Berdasarkan tesis tersebut, maka kelompok ini menjadi sasaran dan kajian yang
sungguh menarik. Karenanya, suatu kultur atau budaya akan mudah terserap oleh
kelompok ini yang kemudian mencerminkan sikap budaya. Kuntowijoyo menyebutkan
adanya dua kemungkinan dengan sikap budaya yang muncul. Pertama, budaya
elit. Pemilik tetap sebagai subjek budaya. Mereka mengalami proses pencerdasan
dan tidak mengalami alienasi.

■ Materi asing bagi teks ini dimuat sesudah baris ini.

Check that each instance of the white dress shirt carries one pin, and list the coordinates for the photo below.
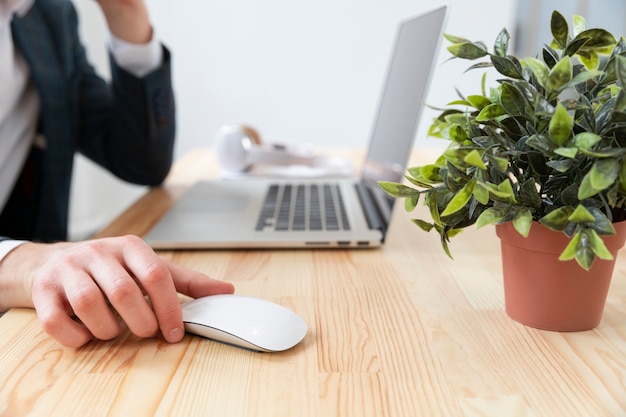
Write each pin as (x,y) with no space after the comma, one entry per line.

Pemilik budaya elit seperti ini identitasnya
tidak tenggelam dalam budaya. Kedua, budaya massa. Mereka mengalami
objektifasi (hanya sebagai objek saja), alienasi, dan pembodohan. Pemilik
budaya dalam kategori ini tidak sanggup berperan dalam pembentukan simbol
budaya.[9]
Setidaknya ada lima hal
yang melatarbelakangi maraknya praktek tasawuf di kalangan masyarakat
perkotaan. Pertama, searching for
meaningful life, upaya mencari makna hidup. Kedua, intellectual exercise and enrichment, untuk perdebatan dan
peningkatan wawasan intelektual. Ketiga, psychological
escape, spiritualitas yang diperuntukkan bagi upaya penyembuhan penyakit
psikologis. Keempat, religious
justification, sarana mengkuti trend dan perkembangan wacana. Kelima, economic interest, sikap eksploitatif
terhadap agama demi kepentingan pribadi.[10]
Fenomena
urban Sufism terjadi pada masyarakat perkotaan. Kota lebih
lekat dengan citra sebagai representasi dunia modern. Masyarakat kota adalah
masyarakat yang individualis, industrialis, cenderung anti terhadap kepatuhan
pada tradisi dan ajaran agama. Tuntutan-tuntutan untuk selalu menjadi yang
terdepan dalan urusan ekonomi, politik, teknologi serta gaya hidup mengantarkan
masyarakat kota pada posisi terdepan perjalanan paham modernisme. Keadaan yang
demikian ini yang mengantarkan masyarakat kota menuju degradasi moral yang
ujungnya adalah mengeringnya nilai-nilai spiritualitas. Masyarakat kota
kemudian menjadi sekumpulan manusia yang limbung, kehilangan orientasi awal.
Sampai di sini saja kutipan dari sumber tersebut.